O deputado federal César Halum (PRB) já adiantou seu voto contra. "Enquanto esse governo insistir em equalizar suas contas com o aumento da receita sem combater a ferida maior que é a despesa, votarei contra. O aumento da receita não vai resolver o problema, o que resolve é uma gestão justa, eficiente e honesta, coisa que esse governo não aprendeu!”, disse.

Conforme o parlamentar os cortes nas despesas deveriam ter sido maiores. “Ainda há muitos gastos a serem liquidados por parte das estruturas dos três poderes. O contribuinte não pode ser a maior vítima dessa crise, porque não foi ele que a causou", frisou.  

Para Dorinha, não cabe recriar

 A deputada Professora Dorinha se posiciona contrária à nova proposta de implementação da CPMF e argumenta que quando a CPMF foi criada anteriormente, havia a justificativa de que era para contribuir no custeio da saúde pública e agora, segundo ela,  não cabe recriá-la para pagar as contas do Governo.

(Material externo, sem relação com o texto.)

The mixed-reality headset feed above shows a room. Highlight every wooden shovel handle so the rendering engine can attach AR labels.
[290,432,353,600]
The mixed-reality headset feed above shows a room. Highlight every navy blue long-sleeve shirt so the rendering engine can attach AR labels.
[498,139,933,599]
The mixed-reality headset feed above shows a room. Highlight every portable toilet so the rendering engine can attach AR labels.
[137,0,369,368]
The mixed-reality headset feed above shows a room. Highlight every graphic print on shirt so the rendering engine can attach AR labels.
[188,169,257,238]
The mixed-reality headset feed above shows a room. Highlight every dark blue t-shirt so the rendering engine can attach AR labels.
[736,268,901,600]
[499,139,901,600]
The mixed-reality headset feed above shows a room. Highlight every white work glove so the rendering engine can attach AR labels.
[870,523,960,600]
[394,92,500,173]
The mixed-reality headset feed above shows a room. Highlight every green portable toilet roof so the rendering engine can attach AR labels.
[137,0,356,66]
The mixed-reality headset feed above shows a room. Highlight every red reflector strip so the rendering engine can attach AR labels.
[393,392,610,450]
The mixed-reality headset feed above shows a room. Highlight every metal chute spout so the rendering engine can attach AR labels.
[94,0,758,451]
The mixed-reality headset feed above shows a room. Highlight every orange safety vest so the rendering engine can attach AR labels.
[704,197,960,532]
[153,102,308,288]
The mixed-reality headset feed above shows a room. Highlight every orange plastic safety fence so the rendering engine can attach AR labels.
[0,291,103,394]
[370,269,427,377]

 Em relação à saúde, a deputada Professora Dorinha informou que conseguiu aprovar por unanimidade na Comissão de Seguridade Social e Família, no último dia 16, um requerimento de audiência pública com as presenças dos ministros Joaquim Levy (Fazenda) e Arthur Chioro (Saúde) para discutir sobre o corte orçamentário na área em virtude da prorrogação da Desvinculação dos Recursos da União (DRU). A data da audiência ainda será definida. “ A DRU é o mecanismo que autoriza o Governo Federal a utilizar sem restrições parte de sua arrecadação, que na proposta do Executivo, passa de 20% para 30% e deixa de incidir nos impostos e ficando apenas nas contribuições, afirmou.  Professora Dorinha justificou que, como dentro do pacote de medidas do Governo está a redução de recursos para a saúde, é necessário conhecer o impacto que irá causar na área. 

Para a deputada, o Governo está apresentando um pacote que, em vez de reduzir as suas despesas, aumenta a carga de impostos e isso não pode ser admitido. “Na semana passada, houve uma reunião na Comissão de Orçamento com os ministros Joaquim Levy (Fazenda) e Nelson Barbosa (Planejamento) sobre o assunto e eles não apresentaram nenhuma justificativa consistente de que a criação da CPMF poderia ser aceitável”, disse.

Ataídes também é contra

O senador Ataídes Oliveira (PSDB) já se manifestou contra e garantiu que a CPMF não será aprovada pelo Congresso Nacional. Ele inclusive participa da campanha da oposição intitulada de "basta e impostos". Tentar recriar a CPMF, segundo ele, “é subestimar a inteligência do povo brasileiro e do Congresso Nacional”.